One of the roads leading to the Marikina River is now a waist-deep canal where an eerie line of slow-moving evacuees could be seen on Thursday afternoon making their way from a submerged neighborhood to higher ground. In one large, colorful inflatable beach raft sat a 12-year-old boy playing a PlayStation Portable as his 10-year-old sister carried an infant dressed in immaculate white footie pajamas.

Having been stranded for days on the second floor of their home near the river, their parents decided that it was time to move in with relatives until the water subsided. Surrounded by inundated shacks and grinding poverty, the clean, well-dressed children were completely dry in the large toy raft, which was pulled by six shirtless men with grim expressions. Beside them were neatly packed designer suitcases and backpacks.

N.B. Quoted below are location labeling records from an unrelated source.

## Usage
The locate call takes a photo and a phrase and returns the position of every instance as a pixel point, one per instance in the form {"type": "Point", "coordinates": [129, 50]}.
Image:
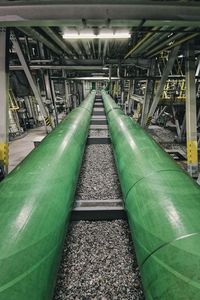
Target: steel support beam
{"type": "Point", "coordinates": [166, 72]}
{"type": "Point", "coordinates": [4, 99]}
{"type": "Point", "coordinates": [52, 14]}
{"type": "Point", "coordinates": [191, 118]}
{"type": "Point", "coordinates": [148, 94]}
{"type": "Point", "coordinates": [30, 79]}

Waiting at the edge of the water was their father, in a late-model Toyota Land Cruiser, to take them to their relatives’ home on higher ground. The father, who did not want to give his name, said he and a teenage son would continue to sleep on the second floor of the flooded house to guard it.

On Thursday, the sun was shining in Manila for the first time in nearly two weeks, and the water was subsiding in some parts of the city, though an estimated 300,000 people remained in hundreds of evacuation centers.

A senior government official on Wednesday echoed what many of the beleaguered evacuees — most of them victims as well of the floods of 2009 — have been saying: that cataclysmic flooding is becoming routine for Manila. In 2009, the typhoons Ketsana (called Ondoy locally) and Parma struck within a week, causing flooding that affected more than 9 million people and killed 929, according to the government disaster relief agency.

“The only way we can be prepared for the impact of climate change is to accept that these recent developments in our country like intense weather disturbances, heavy rainfall, as well as long dry season, are the ‘new normal’ ” said Ramon Paje, the environment and natural resources secretary.

For Eleanor Ropero and her family, whose home near the overflowing banks of the Marikina River is still under three feet of water, fleeing the floodwater has become an uncomfortable routine, she said. As she languished on Thursday in a sweltering evacuation center with her three children and two grandchildren, she said that they had all been evacuated before, in 2009, but that this time was worse — it was their second evacuation this week.